A Simple Reputation Management Plan

Managing your reputation can be as simple as identifying the greatest vulnerability within your control to fix – and fixing it.

Reputation management schemes vary in their complexity and cost. But an effective reputation management review boils down to pinpointing the worst problem you could face that you could make go away if you tried. After that, all it takes is the fortitude to make it go away.

Tillamook County Creamery Association undertook a reputation management exercise and fingered rBST, a bovine growth hormone, as the greatest threat to its dairy brands. The Monsanto-manufactured supplement added to Tillamook’s productivity, but increasingly the parents who bought its dairy products grew wary of the long-term health effects of rBST.

“An effective reputation management review boils down to pinpointing the worst problem you could face that you could make go away if you tried. ”

Tillamook dairy farmers had the choice whether to scrap rBST, which they did. Despite the economic impact, Tillamook earned loyalty as a company that looked out for the well-being of its customers over profit. A step to protect a reputation became a powerful marketing tool.

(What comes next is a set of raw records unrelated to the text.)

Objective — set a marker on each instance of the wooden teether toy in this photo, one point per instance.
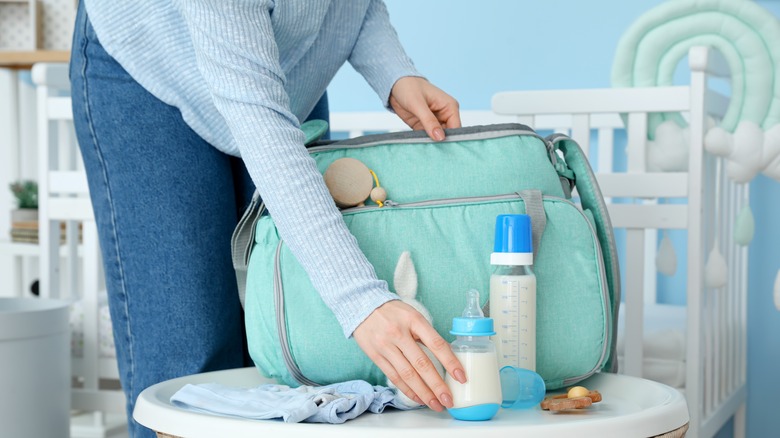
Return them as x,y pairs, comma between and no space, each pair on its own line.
350,182
578,397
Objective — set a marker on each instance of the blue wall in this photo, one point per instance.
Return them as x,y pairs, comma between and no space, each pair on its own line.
475,49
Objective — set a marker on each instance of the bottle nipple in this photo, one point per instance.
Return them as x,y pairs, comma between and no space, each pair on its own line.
472,309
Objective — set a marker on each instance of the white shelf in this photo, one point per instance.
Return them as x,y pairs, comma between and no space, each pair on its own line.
27,249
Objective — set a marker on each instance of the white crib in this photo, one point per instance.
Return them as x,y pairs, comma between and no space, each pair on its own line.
714,352
715,320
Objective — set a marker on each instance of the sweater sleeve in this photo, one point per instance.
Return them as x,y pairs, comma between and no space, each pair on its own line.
238,58
378,54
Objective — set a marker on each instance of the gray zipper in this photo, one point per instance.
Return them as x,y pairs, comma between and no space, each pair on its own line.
453,135
281,318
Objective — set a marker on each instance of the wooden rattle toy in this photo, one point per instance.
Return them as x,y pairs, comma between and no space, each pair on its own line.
578,397
350,182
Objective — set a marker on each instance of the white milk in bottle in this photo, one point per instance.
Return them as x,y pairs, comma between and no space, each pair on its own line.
513,292
480,397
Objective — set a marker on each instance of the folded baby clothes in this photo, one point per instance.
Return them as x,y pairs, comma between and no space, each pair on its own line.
334,403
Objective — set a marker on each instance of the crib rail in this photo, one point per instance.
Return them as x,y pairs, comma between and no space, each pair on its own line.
716,319
64,198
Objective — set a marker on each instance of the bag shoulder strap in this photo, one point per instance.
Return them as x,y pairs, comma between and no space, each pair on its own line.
592,199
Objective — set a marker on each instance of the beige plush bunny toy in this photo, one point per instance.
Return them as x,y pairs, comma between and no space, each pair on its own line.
405,283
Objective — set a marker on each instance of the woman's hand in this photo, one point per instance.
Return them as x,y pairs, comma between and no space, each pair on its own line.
423,106
389,337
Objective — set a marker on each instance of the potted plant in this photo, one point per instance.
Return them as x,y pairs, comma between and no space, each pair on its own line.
24,219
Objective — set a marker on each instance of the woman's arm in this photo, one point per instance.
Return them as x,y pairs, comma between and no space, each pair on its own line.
380,58
238,58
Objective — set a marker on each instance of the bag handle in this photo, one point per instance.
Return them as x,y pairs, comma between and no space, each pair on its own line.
592,199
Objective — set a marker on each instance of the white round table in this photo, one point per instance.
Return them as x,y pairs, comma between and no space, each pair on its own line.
631,407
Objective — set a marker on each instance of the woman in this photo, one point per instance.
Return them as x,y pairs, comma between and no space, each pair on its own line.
167,94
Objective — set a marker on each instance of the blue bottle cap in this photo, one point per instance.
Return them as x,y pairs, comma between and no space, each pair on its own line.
520,388
513,244
472,322
465,326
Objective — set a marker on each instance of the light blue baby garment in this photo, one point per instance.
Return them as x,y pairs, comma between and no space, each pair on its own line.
334,403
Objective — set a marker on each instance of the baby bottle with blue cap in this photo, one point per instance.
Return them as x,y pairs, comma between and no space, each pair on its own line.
480,397
513,292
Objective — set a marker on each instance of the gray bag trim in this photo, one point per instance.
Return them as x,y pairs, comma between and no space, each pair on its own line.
281,323
591,197
281,317
242,240
534,207
243,235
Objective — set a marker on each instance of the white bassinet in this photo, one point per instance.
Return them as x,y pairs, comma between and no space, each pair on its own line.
708,354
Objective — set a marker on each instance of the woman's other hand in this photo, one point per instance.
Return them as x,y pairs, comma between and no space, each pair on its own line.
423,106
389,337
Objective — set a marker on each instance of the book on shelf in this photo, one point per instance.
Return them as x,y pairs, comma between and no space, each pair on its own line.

For many businesses, the threat that could undo it isn’t down the road, but right at hand – a restaurant with lax food security, a medical clinic with loose controls on who can access opioids, a movie production company with a gaping hole in its IT network.

Waiting for a crisis is a dangerous reputation management policy. Enduring a crisis is a painful one.

Exerting a relatively small amount of energy at minimal expense to take stock of your risks – financial, environmental, safety, operational and competitive – can save money and your enterprise.

Admittedly, some problems are hard to eliminate. But a surprising number can be mitigated, if not erased. However, they won’t disappear by wishing them away.

A good New Year’s resolution for your business, nonprofit or public agency is to audit your risks. Don’t hold back on risks you could realistically face.

With a list of vulnerabilities in hand, assess them based on their relative consequences and their cost to remediate. Most of all, evaluate them based on whether you have the ability to eliminate or shrink the risk. That’s where to focus first.

Taking a load off your shoulders may slow you down in the short term, but you will be able to race faster down the road. And your reputation will be more secure for the effort.